This was a couple of weeks ago, right after Indiana exited March Madness stage left, possibly before the shock had worn off. So I'll give this Indiana fan I bumped into the benefit of the doubt.
"I don't think either Zeller or Oladipo is going pro," Indiana Fan said.
"Neither one of 'em are ready," he went on. "And I don't think Oladipo's an NBA player. I expect to see him in the D-League."
Like I said: Shock. And maybe a dash or two of wishful thinking.
Because, listen, nothing short of gridlock in Washington was more sure than what happened today, which was Victor Oladipo announcing he was going to the NBA. He's graduating in May, for one thing. For another, the pros love, absolutely love, everything about the kid, and in particular what the kid can become. His stock will never be higher after making a quantum leap this season from nice player to possibly transcendent player.
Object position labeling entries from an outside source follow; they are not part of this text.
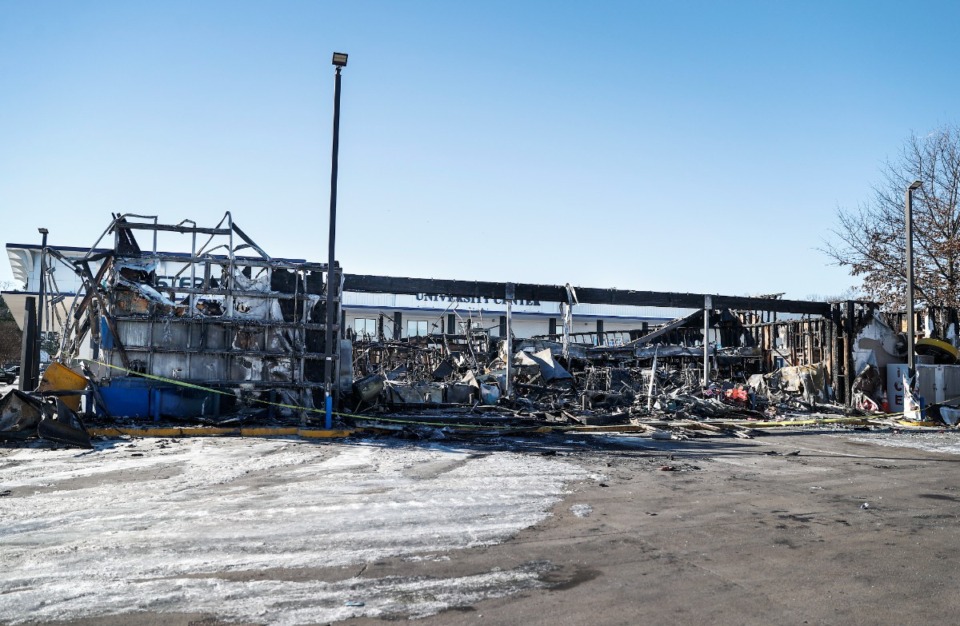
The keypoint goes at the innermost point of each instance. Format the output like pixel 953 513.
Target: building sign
pixel 439 297
pixel 479 304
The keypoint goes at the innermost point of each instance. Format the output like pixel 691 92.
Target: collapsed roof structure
pixel 209 333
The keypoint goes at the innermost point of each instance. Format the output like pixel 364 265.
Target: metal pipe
pixel 40 304
pixel 329 338
pixel 509 340
pixel 707 306
pixel 909 260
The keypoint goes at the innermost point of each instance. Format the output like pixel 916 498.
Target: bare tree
pixel 871 240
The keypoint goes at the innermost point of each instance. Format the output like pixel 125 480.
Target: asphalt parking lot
pixel 818 527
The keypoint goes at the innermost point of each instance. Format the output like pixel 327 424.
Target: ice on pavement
pixel 104 532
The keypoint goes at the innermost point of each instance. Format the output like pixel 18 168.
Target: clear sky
pixel 671 146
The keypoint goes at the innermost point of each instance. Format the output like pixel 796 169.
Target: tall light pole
pixel 909 221
pixel 43 282
pixel 340 61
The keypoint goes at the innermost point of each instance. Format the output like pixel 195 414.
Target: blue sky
pixel 672 146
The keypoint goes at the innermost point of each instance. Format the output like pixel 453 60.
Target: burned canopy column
pixel 509 294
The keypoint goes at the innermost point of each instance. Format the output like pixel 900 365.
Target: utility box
pixel 939 384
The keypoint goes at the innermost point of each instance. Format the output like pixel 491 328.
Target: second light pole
pixel 340 61
pixel 909 222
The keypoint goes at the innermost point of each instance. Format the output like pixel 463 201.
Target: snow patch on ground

So, he goes, and good for him. And now everyone waits to see what Cody Zeller will do.
Word has it he'll announce tomorrow, and if he doesn't also take his leave I'll be stunned. I didn't used to think this way. As recently as two weeks ago, after his virtual disappearing act in the loss to Syracuse, I figured he could use another year in Bloomington, because he clearly didn't look ready for the NBA.
But that was before I saw Kevin Ware shatter his leg, and started wondering what Zeller must have thought when he saw that. And it was before I stopped to consider a fundamental truth: If you've got upside, the NBA doesn't really care whether or not you're ready for the NBA. The NBA figures it can make you ready.
The league traffics in potential, not the here and now, which is why, from what I hear out there, Zeller figures to be a lottery pick if he comes out. That he's occasionally been overmatched by bigger, more physical players inside won't much matter to whoever gets him, because whoever gets him will no doubt put him on a weight regimen to bulk him up.
And, besides, it's not like he'll be playing with his back to the basket in the League, anyway. With his ability to run the floor and drop the mid-range jumper as a 7-footer, he's a classic power forward at the next level. Developed properly, he'll be the ideal trailer on the break, and could occasionally even fill a lane on it.
For a man his size, he's got a unique skill set -- a skill set for which someone will eagerly pay extravagantly. So if the money's out there, Zeller's got to take it.
Now. Before what happened to Kevin Ware can happen to him.